‘Bee Larkham’s murder was ice blue crystals with glittery edges and jagged, silver icicles.’
So begins the most unusual murder mystery, veiled, literally, by colour. Thirteen-year-old Jasper Wishart witnesses his neighbour Bee Larkham’s murder. He’s sure of it. If only his synaesthesia hadn’t obscured the whole thing with those psychedelic colours that paint his world. As Jasper explains, ‘my life is a thrilling kaleidoscope of colours only I can see . . . I can’t tell people’s faces apart, but I see the colour of sounds and that is so much better.’
Synaesthesia is a mental disorder in which the brain incorrectly invokes a sense different to the one being stimulated. Someone hears music, for example, and sees a particular colour. In Jasper’s case, he is also afflicted by face-blindness, meaning he can’t recognise what people look like, which makes identifying the culprit in this mysterious murder all the more impossible . . .

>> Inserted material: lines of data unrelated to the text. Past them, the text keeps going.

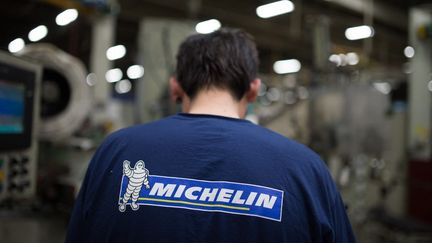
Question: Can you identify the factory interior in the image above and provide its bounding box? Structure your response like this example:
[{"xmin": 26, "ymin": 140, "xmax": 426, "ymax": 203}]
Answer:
[{"xmin": 0, "ymin": 0, "xmax": 432, "ymax": 243}]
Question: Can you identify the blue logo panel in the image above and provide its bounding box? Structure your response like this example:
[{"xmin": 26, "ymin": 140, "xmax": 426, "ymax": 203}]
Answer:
[{"xmin": 119, "ymin": 175, "xmax": 283, "ymax": 222}]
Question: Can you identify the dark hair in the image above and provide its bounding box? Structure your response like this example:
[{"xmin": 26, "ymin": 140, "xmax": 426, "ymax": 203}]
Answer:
[{"xmin": 176, "ymin": 28, "xmax": 258, "ymax": 100}]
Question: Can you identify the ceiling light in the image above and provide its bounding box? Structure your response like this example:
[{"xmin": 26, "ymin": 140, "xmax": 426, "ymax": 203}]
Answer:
[
  {"xmin": 273, "ymin": 59, "xmax": 301, "ymax": 74},
  {"xmin": 373, "ymin": 82, "xmax": 391, "ymax": 94},
  {"xmin": 106, "ymin": 45, "xmax": 126, "ymax": 61},
  {"xmin": 86, "ymin": 73, "xmax": 97, "ymax": 86},
  {"xmin": 195, "ymin": 19, "xmax": 222, "ymax": 34},
  {"xmin": 404, "ymin": 46, "xmax": 415, "ymax": 58},
  {"xmin": 346, "ymin": 52, "xmax": 360, "ymax": 65},
  {"xmin": 28, "ymin": 25, "xmax": 48, "ymax": 42},
  {"xmin": 256, "ymin": 0, "xmax": 294, "ymax": 19},
  {"xmin": 329, "ymin": 54, "xmax": 342, "ymax": 67},
  {"xmin": 345, "ymin": 25, "xmax": 374, "ymax": 40},
  {"xmin": 105, "ymin": 68, "xmax": 123, "ymax": 83},
  {"xmin": 56, "ymin": 9, "xmax": 78, "ymax": 26},
  {"xmin": 8, "ymin": 38, "xmax": 25, "ymax": 53},
  {"xmin": 126, "ymin": 65, "xmax": 144, "ymax": 79},
  {"xmin": 114, "ymin": 79, "xmax": 132, "ymax": 94}
]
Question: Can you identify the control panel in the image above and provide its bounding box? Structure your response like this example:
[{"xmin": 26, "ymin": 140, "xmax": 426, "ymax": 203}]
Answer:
[{"xmin": 0, "ymin": 152, "xmax": 36, "ymax": 199}]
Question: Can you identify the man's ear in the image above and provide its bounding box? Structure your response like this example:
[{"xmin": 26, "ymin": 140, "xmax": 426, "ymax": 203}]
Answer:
[
  {"xmin": 169, "ymin": 77, "xmax": 184, "ymax": 103},
  {"xmin": 246, "ymin": 78, "xmax": 261, "ymax": 103}
]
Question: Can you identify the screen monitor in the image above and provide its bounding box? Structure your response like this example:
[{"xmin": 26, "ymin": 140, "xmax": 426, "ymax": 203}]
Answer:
[{"xmin": 0, "ymin": 52, "xmax": 41, "ymax": 150}]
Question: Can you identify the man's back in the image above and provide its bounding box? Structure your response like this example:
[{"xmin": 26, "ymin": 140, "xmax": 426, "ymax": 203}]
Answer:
[{"xmin": 67, "ymin": 114, "xmax": 355, "ymax": 242}]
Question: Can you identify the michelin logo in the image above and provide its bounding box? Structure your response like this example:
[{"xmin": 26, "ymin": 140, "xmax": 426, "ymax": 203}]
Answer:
[{"xmin": 119, "ymin": 160, "xmax": 283, "ymax": 222}]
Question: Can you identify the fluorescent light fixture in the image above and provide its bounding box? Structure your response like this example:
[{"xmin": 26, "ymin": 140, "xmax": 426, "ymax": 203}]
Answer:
[
  {"xmin": 329, "ymin": 54, "xmax": 342, "ymax": 67},
  {"xmin": 345, "ymin": 25, "xmax": 374, "ymax": 40},
  {"xmin": 114, "ymin": 79, "xmax": 132, "ymax": 94},
  {"xmin": 28, "ymin": 25, "xmax": 48, "ymax": 42},
  {"xmin": 256, "ymin": 0, "xmax": 294, "ymax": 19},
  {"xmin": 404, "ymin": 46, "xmax": 415, "ymax": 58},
  {"xmin": 8, "ymin": 38, "xmax": 25, "ymax": 53},
  {"xmin": 346, "ymin": 52, "xmax": 360, "ymax": 65},
  {"xmin": 56, "ymin": 9, "xmax": 78, "ymax": 26},
  {"xmin": 86, "ymin": 73, "xmax": 97, "ymax": 86},
  {"xmin": 126, "ymin": 65, "xmax": 144, "ymax": 79},
  {"xmin": 106, "ymin": 45, "xmax": 126, "ymax": 61},
  {"xmin": 195, "ymin": 19, "xmax": 222, "ymax": 34},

So for Jasper, no matter how much he proclaims to know something about Bee Larkham’s disappearance (in fact screaming bloody murder at anyone who’ll listen) he is ignored by the detectives and his father, just because he’s different. They think he’s rambling through rainbow hallucinations; they don’t understand that what he keeps trying to describe are the colours of Bee Larkham’s murder.
But Jasper is diligent with his journal, and on that fateful Friday night he ran home and wrote about the Dark Blue Baseball Cap Man, who has started to invade his nightmares.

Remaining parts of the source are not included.